For a year now I've been using my EDP with Sonar running on a Windows XP
machine and have been experiencing inconsistent behavior from it.  I have
sent a lot of mails to the list describing various problems I have had and
either bored, or stumped everyone into mostly silence.

I do a one-man-band thing with sequenced backing tracks which include EDP
control commands written into them to record and playback parts of the song
which I "play in."  No matter what I would do, the commands written into 
the
sequencer would never work the same twice.  Or, if they did twice, they
wouldn't a third time.  If Quantize was ON, sometimes it would quantize to
the bar, sometimes it would quantize to a beat after, sometimes it would be
a bar late.  If Quantize was OFF, sometimes it would trigger on time with
the sequencer, sometimes it would trigger late, and sometimes it would
trigger early.  I found it weird that to get commands to sound "on the 
beat"
I would have to turn Quantize off, and then move the trigger note to the 
"a"
(1e&a) of beat four.

Anyway, there was a recent discussion on the list about Mac vs. PC 
regarding
audio and MIDI latency which got me thinking...  The timing master in Sonar
is set to my main audio interface's digitial audio driver.

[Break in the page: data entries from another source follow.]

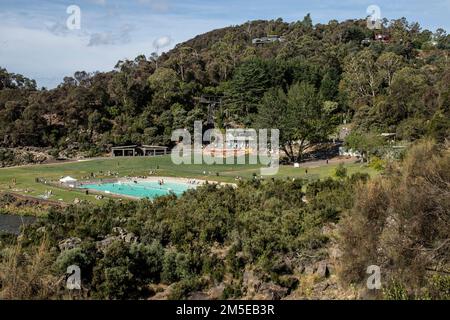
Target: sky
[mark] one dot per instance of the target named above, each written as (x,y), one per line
(37,41)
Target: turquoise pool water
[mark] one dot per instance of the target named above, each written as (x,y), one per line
(149,190)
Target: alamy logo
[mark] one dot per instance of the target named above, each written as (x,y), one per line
(235,147)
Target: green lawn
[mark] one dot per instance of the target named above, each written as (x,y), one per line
(25,176)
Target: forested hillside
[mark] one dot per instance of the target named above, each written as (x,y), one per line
(317,77)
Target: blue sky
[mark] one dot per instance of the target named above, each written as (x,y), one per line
(35,41)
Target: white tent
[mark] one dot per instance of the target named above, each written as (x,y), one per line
(68,180)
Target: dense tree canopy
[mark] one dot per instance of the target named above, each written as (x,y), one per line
(399,86)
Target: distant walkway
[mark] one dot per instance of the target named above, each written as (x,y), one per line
(323,163)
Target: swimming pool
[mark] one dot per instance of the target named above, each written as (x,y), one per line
(141,189)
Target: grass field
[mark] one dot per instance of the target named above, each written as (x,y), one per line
(25,177)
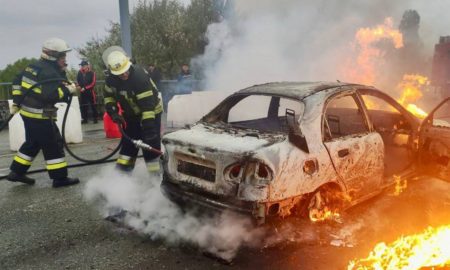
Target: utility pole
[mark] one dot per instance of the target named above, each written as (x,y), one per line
(125,26)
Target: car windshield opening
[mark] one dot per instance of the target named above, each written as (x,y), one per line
(258,112)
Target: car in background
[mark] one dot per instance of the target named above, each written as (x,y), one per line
(309,148)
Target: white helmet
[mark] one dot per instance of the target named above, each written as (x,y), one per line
(54,48)
(118,63)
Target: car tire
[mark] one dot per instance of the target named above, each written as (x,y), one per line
(324,204)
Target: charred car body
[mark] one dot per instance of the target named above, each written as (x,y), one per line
(273,148)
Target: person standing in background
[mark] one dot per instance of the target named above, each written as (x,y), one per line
(155,75)
(86,82)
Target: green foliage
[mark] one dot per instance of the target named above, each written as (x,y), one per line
(11,70)
(163,32)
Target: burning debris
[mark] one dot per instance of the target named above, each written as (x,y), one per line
(400,185)
(426,250)
(412,88)
(370,57)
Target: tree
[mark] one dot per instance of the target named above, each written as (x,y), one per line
(11,70)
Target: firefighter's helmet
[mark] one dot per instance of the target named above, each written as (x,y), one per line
(118,63)
(54,48)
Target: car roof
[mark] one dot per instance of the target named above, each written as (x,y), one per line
(297,90)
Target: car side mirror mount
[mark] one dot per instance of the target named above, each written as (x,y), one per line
(295,135)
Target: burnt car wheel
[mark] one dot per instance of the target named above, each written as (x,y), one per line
(324,204)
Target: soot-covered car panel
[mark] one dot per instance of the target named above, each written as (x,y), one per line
(273,148)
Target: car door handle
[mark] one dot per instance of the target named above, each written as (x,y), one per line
(343,152)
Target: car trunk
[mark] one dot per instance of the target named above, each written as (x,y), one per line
(199,156)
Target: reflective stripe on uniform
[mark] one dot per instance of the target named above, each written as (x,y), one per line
(148,115)
(109,100)
(32,115)
(60,93)
(23,156)
(159,107)
(153,83)
(22,161)
(144,94)
(153,166)
(125,160)
(28,81)
(108,89)
(25,85)
(32,110)
(57,163)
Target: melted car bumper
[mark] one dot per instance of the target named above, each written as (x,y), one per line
(189,197)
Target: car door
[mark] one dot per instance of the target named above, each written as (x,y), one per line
(356,152)
(434,142)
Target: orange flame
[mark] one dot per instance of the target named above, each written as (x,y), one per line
(411,87)
(400,185)
(323,215)
(364,67)
(428,249)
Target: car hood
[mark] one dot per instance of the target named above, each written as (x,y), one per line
(220,138)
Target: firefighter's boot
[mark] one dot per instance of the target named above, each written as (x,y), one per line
(67,181)
(14,177)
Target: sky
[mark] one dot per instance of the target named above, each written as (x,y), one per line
(25,24)
(304,40)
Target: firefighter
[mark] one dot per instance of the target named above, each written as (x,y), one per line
(37,108)
(131,87)
(86,81)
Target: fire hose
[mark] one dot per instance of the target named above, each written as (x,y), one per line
(85,162)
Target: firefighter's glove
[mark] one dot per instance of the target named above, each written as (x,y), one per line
(72,88)
(118,119)
(14,109)
(150,132)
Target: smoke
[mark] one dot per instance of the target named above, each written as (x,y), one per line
(301,40)
(149,212)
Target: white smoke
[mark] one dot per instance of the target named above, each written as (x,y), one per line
(151,213)
(301,40)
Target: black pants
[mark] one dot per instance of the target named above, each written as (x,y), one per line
(129,152)
(45,135)
(88,100)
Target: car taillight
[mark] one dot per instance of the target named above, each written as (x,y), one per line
(235,171)
(263,173)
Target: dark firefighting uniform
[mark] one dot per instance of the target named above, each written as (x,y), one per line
(141,109)
(87,80)
(38,113)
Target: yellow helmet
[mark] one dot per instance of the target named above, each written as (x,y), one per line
(53,48)
(118,63)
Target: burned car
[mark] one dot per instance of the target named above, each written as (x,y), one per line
(277,148)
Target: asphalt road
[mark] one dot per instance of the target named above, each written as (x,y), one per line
(46,228)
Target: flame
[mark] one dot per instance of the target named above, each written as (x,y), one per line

QUESTION(S):  Is the sequencer (Sonar) sending MIDI data late or early to
make up for latency of the audio tracks in a sequence?  Is this
lateness/earliness variable, or a fixed amount of time?  Could this be
causing the seemingly erratic behavior of sequenced EDP commands?  In the
Mac/PC discussion on latency there was some discussion about Windows
inducing another level of latency to MIDI data, which Macs somehow bypass.
Is there any way of measuring this latency?